On a l'impression, justement, qu'avec ce truc, vous pourriez mourir sur scène, que vous allez aller jusqu'au bout quoiqu'il arrive. Limite que dans chaque rôle que vous interprétez, votre vie en dépend.
Je ne le dis pas comme ça, mais je crois que je l'analyse pas et il vaut mieux. Il y a des gens qui m'inspirent, d'autres qui m'obligent. J'y travaille.
Vous dites que vous travaillez le doute.
Tout le temps, oui. C'est Alicia Gallienne, ma cousine, qui disait ça : "Le courage, c'est aussi renouveler, le doute", oui, c'est vrai et de plus en plus.
Avant, j'étais certain de beaucoup de choses, notamment de mes complexes, et aujourd'hui, je doute de beaucoup de choses et heureusement, ça me permet de renouveler le présent.
Guillaume Gallienneà franceinfo
Vos complexes, vous les aimiez surtout parce que vous considériez que vous aviez une faiblesse physique. Ça vous a travaillé pendant des années. On vous sent de plus en plus fort.
Ça continue. Mon fils m'a donné ça, lui, il est super fort. Vous savez, j'ai grandi avec un père qui a passé toute mon enfance à me dire : "Ils sont beaux, tes frères", ça calme.
Qu'est-ce qui fait que vous ayez eu envie de devenir comédien ? Qu'est-ce qui fait que vous vous soyez dit au moment du décès de votre cousine : "Si je dois mourir demain, je veux faire du théâtre".
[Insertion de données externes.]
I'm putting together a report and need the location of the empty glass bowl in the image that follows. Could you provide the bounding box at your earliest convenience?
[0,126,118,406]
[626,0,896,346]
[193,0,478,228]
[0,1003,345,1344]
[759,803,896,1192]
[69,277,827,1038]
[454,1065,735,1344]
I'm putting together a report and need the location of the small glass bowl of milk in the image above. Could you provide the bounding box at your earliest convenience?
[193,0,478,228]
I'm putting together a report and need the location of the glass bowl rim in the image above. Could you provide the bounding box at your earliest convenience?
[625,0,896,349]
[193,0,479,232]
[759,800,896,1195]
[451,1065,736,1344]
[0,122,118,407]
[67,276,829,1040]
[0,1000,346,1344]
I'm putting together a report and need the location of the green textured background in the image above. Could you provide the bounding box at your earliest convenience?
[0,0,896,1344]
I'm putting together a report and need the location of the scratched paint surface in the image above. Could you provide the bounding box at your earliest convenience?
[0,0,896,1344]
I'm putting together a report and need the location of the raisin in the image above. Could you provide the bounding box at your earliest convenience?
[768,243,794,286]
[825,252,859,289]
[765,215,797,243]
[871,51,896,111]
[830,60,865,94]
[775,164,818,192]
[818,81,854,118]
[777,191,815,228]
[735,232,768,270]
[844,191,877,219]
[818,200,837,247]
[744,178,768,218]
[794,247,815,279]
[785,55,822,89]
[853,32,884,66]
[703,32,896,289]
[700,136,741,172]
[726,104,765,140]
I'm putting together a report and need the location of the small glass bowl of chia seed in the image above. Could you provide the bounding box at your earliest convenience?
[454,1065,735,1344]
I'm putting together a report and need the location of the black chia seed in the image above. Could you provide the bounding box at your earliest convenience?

Au départ, c'était surtout pour ne pas être moi puisque franchement, j'avais une vie de merde. Je me suis rendu compte qu'au contraire, ça m'aidait à être moi, mais j'ai mis un peu de temps.
Il y a toujours une espèce de musicalité dans tout ce que vous avez pu faire.
Oui, je suis très attentif au son, au son de l'âme, au son de l'autre, au mouvement, qu'il soit musical ou physique. C'est ce qui, parfois, rend mon jeu un peu trop classique et un peu trop prévisible. Le doute, par exemple, c'est de casser cette musique, d'apprendre une musique nouvelle, un mouvement nouveau, peut-être parfois moins harmonieux, peut-être un peu chaotique, un peu brisé. C'est ce que la vie m'apprend aussi, à aimer les brisures, à aimer des choses peut-être moins attendues, moins élégantes, mais peut-être plus belles.
Est-ce que les mots font grandir ?
Énormément. Tout à l'heure, j'ai dit : ils nous obligent, ils m'obligent. Ça me vient du livre : Le droit d'emmerder Dieu de Richard Malka. A la fin, il s'adresse aux parents de Charb en disant : "Voilà, votre fils était de ces gens magiques qui vous donnent un sentiment d'éternité. Il nous inspire, il nous oblige". J'ai lu le mot pour la première fois de ma vie à cent pour cent. J'ai compris exactement ce que j'aimais. Quelqu'un qui vous oblige, c'est de l'humilité, mais la tête haute, c'est vaillant, musclé, régénéré. Ça me bouleverse, quelqu'un qui puisse dire ça, qu'on puisse dire ça d'un autre : "Vous m'obligez", c'est tellement beau.